I am running for the ANA Board of Governors
in Community Forum
Posted
I have officially accepted nomination to the American Numismatic Association Board of Governors, so here I go running for the ANA Board!
I believe that since the 2007 election the ANA has made a dramatic turnaround. It has now been six years, we now have a good executive director. It's time to assess the future direction of the ANA and the hobby, without losing sight of the good management and leadership principles that allowed us to recover so well from the disaster we were courting back then.
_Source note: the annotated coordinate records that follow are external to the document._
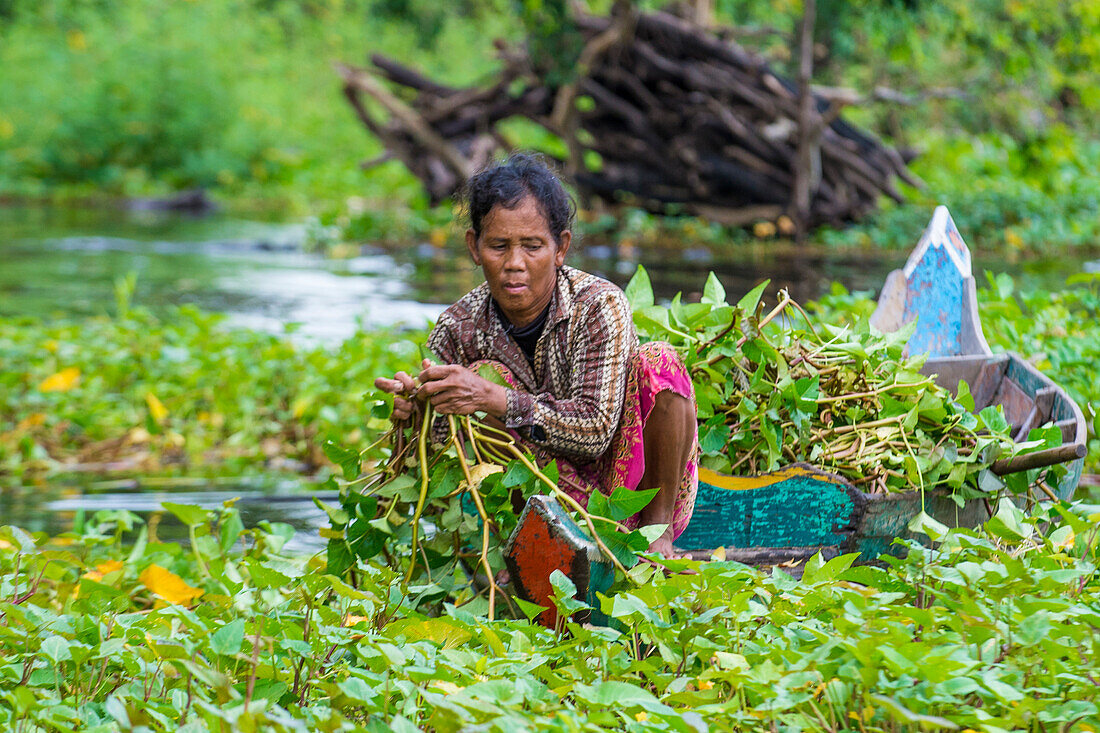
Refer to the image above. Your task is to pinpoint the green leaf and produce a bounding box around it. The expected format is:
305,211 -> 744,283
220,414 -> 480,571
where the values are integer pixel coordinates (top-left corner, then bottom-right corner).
624,265 -> 653,310
986,496 -> 1032,540
635,524 -> 669,541
978,405 -> 1009,433
312,496 -> 351,528
701,272 -> 726,305
573,679 -> 659,709
501,460 -> 535,489
337,677 -> 378,704
161,502 -> 213,527
210,619 -> 244,656
802,553 -> 859,583
955,380 -> 974,413
39,635 -> 73,665
512,595 -> 549,622
477,364 -> 512,389
219,508 -> 244,553
321,439 -> 361,481
871,693 -> 959,731
737,280 -> 771,315
906,512 -> 948,541
593,486 -> 660,522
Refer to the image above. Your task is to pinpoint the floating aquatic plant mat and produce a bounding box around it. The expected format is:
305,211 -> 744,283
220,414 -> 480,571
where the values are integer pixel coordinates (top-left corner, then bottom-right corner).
326,269 -> 1060,616
627,267 -> 1063,493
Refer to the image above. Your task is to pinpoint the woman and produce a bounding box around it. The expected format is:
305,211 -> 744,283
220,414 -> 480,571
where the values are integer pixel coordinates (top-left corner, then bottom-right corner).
375,154 -> 699,557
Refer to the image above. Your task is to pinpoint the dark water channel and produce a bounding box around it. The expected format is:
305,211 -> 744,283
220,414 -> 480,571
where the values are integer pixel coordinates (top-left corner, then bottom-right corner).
0,206 -> 1100,550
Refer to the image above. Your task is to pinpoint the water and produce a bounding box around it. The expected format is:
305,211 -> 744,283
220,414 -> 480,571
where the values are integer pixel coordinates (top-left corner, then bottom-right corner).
0,202 -> 1100,534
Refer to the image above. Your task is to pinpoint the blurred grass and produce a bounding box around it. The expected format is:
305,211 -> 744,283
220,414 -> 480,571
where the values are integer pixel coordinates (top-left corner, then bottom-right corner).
0,0 -> 1100,256
0,0 -> 508,215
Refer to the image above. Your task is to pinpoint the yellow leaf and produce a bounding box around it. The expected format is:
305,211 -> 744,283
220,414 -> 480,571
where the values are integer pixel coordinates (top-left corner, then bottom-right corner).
15,413 -> 46,430
39,367 -> 80,392
428,679 -> 462,694
138,565 -> 204,605
459,463 -> 504,489
145,392 -> 168,424
1054,529 -> 1077,549
80,560 -> 122,583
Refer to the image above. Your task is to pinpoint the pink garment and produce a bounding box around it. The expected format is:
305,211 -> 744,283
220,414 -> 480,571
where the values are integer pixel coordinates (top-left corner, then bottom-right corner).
470,341 -> 699,538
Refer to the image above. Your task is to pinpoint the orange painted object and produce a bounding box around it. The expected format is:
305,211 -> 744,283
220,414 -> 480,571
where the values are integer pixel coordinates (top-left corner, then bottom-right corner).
504,495 -> 608,628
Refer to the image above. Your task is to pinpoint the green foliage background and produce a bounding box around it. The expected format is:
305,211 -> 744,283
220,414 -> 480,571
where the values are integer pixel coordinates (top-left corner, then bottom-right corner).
0,0 -> 1100,252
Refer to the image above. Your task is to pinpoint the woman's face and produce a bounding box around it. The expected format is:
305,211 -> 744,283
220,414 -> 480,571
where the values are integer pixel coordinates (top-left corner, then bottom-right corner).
466,196 -> 572,327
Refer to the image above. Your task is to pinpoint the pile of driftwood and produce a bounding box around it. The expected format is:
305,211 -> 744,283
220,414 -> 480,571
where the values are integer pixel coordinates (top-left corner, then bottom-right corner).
338,6 -> 919,226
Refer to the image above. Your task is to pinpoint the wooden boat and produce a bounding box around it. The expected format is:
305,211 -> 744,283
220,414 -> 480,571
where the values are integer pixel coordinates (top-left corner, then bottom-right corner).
504,206 -> 1087,623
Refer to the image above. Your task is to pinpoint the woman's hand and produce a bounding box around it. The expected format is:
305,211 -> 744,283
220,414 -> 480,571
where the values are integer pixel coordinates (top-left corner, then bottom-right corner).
418,359 -> 508,417
374,367 -> 415,423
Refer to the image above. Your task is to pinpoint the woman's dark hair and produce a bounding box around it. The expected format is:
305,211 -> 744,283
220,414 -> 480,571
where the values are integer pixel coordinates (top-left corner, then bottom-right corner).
463,153 -> 576,244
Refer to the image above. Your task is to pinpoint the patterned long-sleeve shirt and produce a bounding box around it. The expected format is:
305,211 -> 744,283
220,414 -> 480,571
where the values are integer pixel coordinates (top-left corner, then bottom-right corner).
428,267 -> 638,462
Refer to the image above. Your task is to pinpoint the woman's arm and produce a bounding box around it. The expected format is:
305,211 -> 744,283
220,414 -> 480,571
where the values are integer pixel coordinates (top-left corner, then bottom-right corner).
504,288 -> 638,461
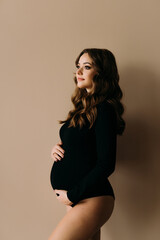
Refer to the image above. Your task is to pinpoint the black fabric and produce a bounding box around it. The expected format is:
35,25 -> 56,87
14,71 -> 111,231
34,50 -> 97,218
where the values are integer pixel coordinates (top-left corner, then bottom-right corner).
50,101 -> 117,207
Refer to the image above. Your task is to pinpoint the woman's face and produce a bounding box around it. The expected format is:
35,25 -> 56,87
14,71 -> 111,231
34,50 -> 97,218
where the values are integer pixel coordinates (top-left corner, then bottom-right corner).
76,53 -> 97,92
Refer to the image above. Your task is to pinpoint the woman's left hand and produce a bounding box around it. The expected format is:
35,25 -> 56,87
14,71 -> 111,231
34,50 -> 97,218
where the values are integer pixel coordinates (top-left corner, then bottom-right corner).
54,189 -> 73,205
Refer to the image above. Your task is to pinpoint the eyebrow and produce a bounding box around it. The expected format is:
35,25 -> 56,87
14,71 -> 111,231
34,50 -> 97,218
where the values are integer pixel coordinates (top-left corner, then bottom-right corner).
78,62 -> 92,65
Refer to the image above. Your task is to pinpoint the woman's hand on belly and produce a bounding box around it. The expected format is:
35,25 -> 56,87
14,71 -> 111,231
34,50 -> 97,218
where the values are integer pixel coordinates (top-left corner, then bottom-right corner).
54,189 -> 73,205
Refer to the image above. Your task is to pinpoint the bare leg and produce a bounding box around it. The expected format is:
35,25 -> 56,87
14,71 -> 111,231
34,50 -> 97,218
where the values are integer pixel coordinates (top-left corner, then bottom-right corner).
66,205 -> 101,240
48,196 -> 114,240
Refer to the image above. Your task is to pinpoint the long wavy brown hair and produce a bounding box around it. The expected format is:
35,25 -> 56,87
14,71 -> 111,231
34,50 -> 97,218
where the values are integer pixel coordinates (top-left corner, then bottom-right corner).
59,48 -> 125,135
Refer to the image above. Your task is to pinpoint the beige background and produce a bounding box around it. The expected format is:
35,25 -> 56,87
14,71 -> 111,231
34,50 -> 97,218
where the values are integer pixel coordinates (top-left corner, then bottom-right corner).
0,0 -> 160,240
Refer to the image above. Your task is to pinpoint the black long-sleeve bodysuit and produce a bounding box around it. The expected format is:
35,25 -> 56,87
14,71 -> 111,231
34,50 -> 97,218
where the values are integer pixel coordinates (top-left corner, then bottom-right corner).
50,101 -> 117,207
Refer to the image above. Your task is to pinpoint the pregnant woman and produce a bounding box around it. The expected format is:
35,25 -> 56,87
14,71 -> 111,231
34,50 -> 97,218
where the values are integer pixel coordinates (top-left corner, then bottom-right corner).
49,48 -> 125,240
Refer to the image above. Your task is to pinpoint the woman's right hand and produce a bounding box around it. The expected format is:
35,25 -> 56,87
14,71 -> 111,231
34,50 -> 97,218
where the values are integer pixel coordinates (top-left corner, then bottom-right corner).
51,140 -> 65,162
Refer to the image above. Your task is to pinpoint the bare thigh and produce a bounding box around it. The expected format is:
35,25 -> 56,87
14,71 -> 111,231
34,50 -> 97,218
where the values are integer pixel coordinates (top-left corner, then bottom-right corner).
48,196 -> 114,240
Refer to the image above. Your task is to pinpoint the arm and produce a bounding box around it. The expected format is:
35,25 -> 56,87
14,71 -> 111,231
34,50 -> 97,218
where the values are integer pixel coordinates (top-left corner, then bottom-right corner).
67,104 -> 116,203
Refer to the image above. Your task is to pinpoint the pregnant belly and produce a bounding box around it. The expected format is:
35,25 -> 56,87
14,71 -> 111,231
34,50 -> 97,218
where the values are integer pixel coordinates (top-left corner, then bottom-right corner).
50,157 -> 91,190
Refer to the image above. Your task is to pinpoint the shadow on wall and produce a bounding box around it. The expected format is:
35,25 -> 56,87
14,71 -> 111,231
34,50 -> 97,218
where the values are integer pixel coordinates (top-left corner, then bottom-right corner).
110,64 -> 160,240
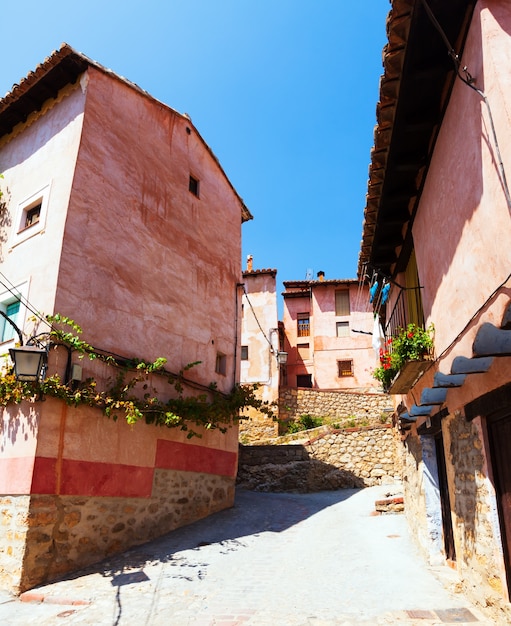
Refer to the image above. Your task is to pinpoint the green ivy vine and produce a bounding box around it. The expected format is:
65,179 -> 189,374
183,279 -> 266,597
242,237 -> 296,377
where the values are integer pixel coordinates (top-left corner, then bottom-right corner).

Unlike stamp collecting (which is probably doomed because few today use stamps), coin collecting is growing. We need to be in the forefront with education, so that the next generation of collectors does not get burned by ripoff artists and become turned off. We've all watched someone come into a coin shop with an item they overpaid for only to be told that what they brought in wasn't worth anything close to what they paid; I can only imagine what goes through their minds.
I plan to emphasize the internet, in particular as a way of combating the increasing number of fakes that have been turning up in the marketplace. The ANA's website has been vastly improved, but I don't think it will ever be complete, because the internet is a moving target. This is not a "ding" on the work being done by the ANA's staff, just a recognition that the internet is very dynamic. By the time we finish what we are planning to do today, it will be in danger of looking and feeling "retro". What this means is we must continue to push in this area.
I hope to earn your vote, and if elected, earn the honor of serving the ANA as it finds its way into the future.